Primary Pulmonary Hypertension (PPH) : Fen-Phen

Primary, or unexplained, pulmonary hypertension (PPH) is a rare lung disorder in which the blood pressure in the pulmonary artery rises far above normal levels for no apparent reason. The pulmonary artery is the blood vessel carrying oxygen-poor blood from the right ventricle, one of the pumping chambers of the heart, to the lungs. In the lungs, the blood picks up oxygen and then flows to the left side of the heart, where it is pumped by the left ventricle to the rest of the body through the aorta.

Hypertension is the medical term for an abnormally high blood pressure. Normal mean pulmonary-artery pressure is approximately 14 mmHg at rest. In the PPH patient, the mean blood pressure in the pulmonary artery is greater than 25 mmHg at rest and 30 mmHg during exercise. This abnormally high pressure (pulmonary hypertension) is associated with changes in the small blood vessels in the lungs, resulting in an increased resistance to blood flowing through the vessels.

This increased resistance, in turn, places a strain on the right ventricle, which now has to work harder than usual against the resistance to move adequate amounts of blood through the lungs.


The true incidence of PPH is unknown. The first reported case occurred in 1891, when E. Romberg, a German doctor, published a description of a patient who, at autopsy, showed thickening of the pulmonary artery but no heart or lung disease that might have caused the condition. In 1951, when 39 cases were reported by Dr. D.T. Dresdale in the United States, the illness received its name.

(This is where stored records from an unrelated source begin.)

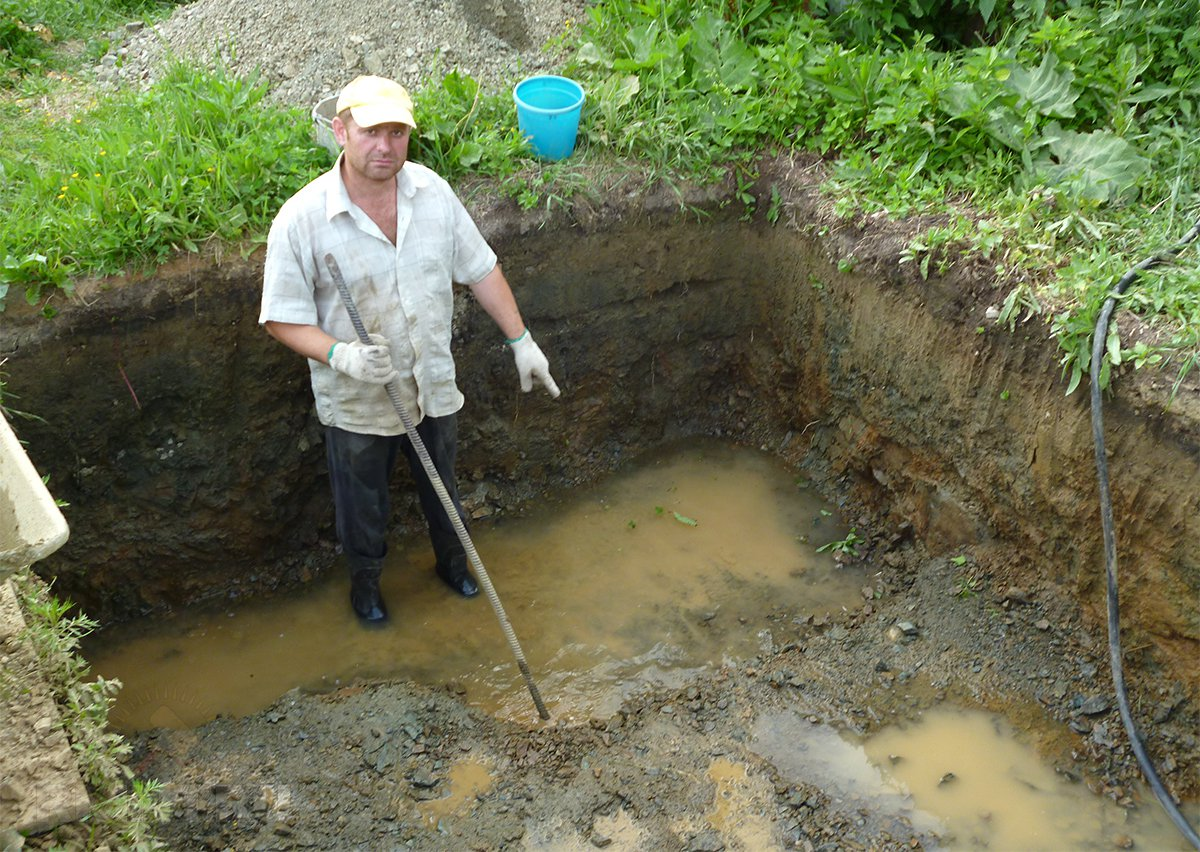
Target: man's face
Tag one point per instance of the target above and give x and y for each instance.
(376, 153)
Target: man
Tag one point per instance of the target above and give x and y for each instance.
(401, 239)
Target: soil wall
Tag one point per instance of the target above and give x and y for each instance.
(184, 438)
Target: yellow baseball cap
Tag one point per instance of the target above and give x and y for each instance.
(376, 101)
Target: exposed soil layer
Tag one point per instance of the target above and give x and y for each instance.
(184, 439)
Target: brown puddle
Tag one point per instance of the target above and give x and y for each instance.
(965, 775)
(646, 577)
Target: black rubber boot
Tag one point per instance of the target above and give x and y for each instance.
(365, 597)
(460, 580)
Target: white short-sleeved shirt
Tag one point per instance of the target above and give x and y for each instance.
(403, 291)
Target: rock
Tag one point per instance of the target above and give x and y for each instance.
(1015, 595)
(424, 779)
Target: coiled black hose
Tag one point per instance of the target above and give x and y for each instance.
(1110, 549)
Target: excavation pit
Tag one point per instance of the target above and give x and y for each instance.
(196, 481)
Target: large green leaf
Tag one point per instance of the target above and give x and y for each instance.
(1047, 88)
(1097, 166)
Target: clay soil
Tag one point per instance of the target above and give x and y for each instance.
(363, 768)
(358, 768)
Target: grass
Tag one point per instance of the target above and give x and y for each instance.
(125, 811)
(1057, 141)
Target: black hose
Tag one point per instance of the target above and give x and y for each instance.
(1110, 549)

Between 1967 and 1973, a 10-fold increase in unexplained pulmonary hypertension was reported in central Europe. The rise was subsequently traced to aminorex fumarate, an amphetamine-like drug introduced in Europe in 1965 to control appetite. Only about 1 in 1,000 people who took the drug developed PPH. When they stopped taking the drug, some improved considerably; in others, the disease kept getting worse. Once aminorex was removed from the market, the incidence of PPH went down to normal levels.

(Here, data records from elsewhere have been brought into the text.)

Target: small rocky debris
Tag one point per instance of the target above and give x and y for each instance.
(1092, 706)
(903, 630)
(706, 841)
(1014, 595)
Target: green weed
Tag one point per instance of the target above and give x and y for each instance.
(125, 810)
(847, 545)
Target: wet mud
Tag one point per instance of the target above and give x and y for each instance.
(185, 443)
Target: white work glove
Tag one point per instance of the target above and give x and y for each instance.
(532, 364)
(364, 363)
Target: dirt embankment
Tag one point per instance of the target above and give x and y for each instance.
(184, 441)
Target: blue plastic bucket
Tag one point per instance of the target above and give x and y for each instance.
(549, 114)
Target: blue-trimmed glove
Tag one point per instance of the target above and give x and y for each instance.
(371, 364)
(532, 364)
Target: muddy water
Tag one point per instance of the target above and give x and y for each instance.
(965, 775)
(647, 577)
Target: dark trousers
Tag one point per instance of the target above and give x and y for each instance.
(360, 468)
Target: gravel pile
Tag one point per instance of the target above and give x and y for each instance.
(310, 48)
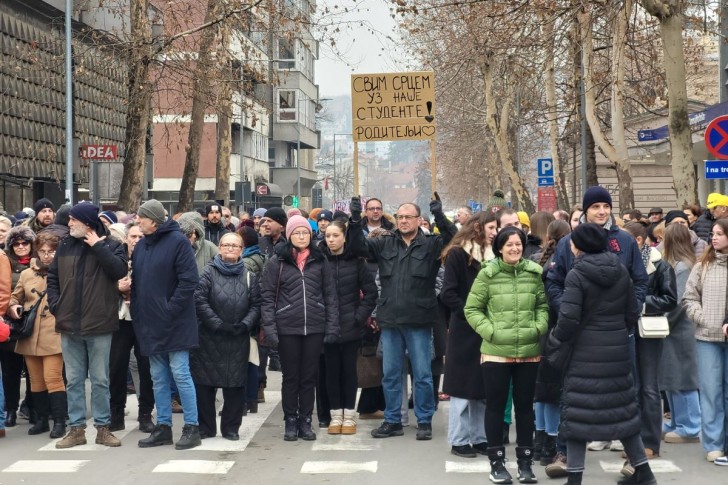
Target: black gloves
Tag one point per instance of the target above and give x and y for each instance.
(355, 208)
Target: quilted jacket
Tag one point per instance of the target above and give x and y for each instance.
(228, 307)
(507, 307)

More recently, in the United States and France, several cases of PPH have been associated with the appetite suppressants, fenfluramine and dexfenfluramine.

In the United States it has been estimated that 300 new cases of PPH are diagnosed each year; the greatest number are reported in women between the ages of 21 and 40. Indeed, at one time the disease was thought to occur among young women almost exclusively; we now know, however, that men and women in all age ranges, from very young children to elderly people, can develop PPH. Apparently it also affects people of all racial and ethnic origins equally.PPH is most common in young women, but anyone can get it.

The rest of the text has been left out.